Wednesday, June 29, 2016

‘Does Putin Know?’ – Another Stalin-Era Tradition Returns



Paul Goble

            Staunton, June 29 – The longstanding Russian belief in “the good tsar and the bad boyars” took the form in Stalin’s time of a widespread insistence by members of the Soviet intelligentsia that “’Stalin doesn’t know what is happening in the country,’” US-based Russian historian Irina Pavlova says.

            That is why such people referred to the Great Terror of the end of the 1930s not as the “Stalinshchina” but as “the Yezhovshchina,” she says, thus effectively shifting in the popular mind all responsibility for the horrific crimes of 1937/38 from the Soviet dictator to his agent, Nikolay Yezhov (ivpavlova.blogspot.com/2016/06/blog-post_28.html#more).

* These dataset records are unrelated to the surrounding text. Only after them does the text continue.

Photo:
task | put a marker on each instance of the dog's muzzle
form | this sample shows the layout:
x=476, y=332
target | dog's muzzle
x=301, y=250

            “Today, almost 80 years later, such talk is returning,” Pavlova continues, and this trend is highlighted in an Ekho Moskvy discussion about the case of Nikita Belykh by Yevgeniya Albats and Kirill Rogov two days ago (echo.msk.ru/programs/albac/1790962-echo/).

            With regard to the Belykh case, Albats asks the leading Gaidar Institute researcher, were those who moved against the former governor “subordinate to Putin or not? Sergey Ivanov said that he didn’t know anything about plans to arrest Nikita Belykh. He heads the Presidential Administration.”

            Can it be, the Ekho Moskvy journalist continues, that “he really didn’t know?” If that is the case, then it means that the power vertical people like to talk about somehow bypasses the head of the Presidential Administration.  That is a question of principle, Albats suggests, given the history of Moscow politics.

            In Gorbachev’s times, for example, there were many decisions taken which people said he did not bear responsibility for; but Putin has made a fetish of being in charge so suggesting that he isn’t “responsible” for this or that action of those below him is a way of shifting blame away from him.

            Although Albats refers to the Gorbachev era to make that suggestion, the more significant comparison is with Stalin’s times, Pavlova suggests, noting in conclusion that there is of course one major difference between those who said then “Stalin doesn’t know” and those who say “Putin doesn’t know now.” 

            It is this: under Stalin, people said that very privately and only in the circle of their closest friends. Now, they are able to say it in public and even on the media. But, Pavlova notes, “precisely the public nature of such declarations makes the Putin regime more flexible and invulnerable than Stalin’s was.”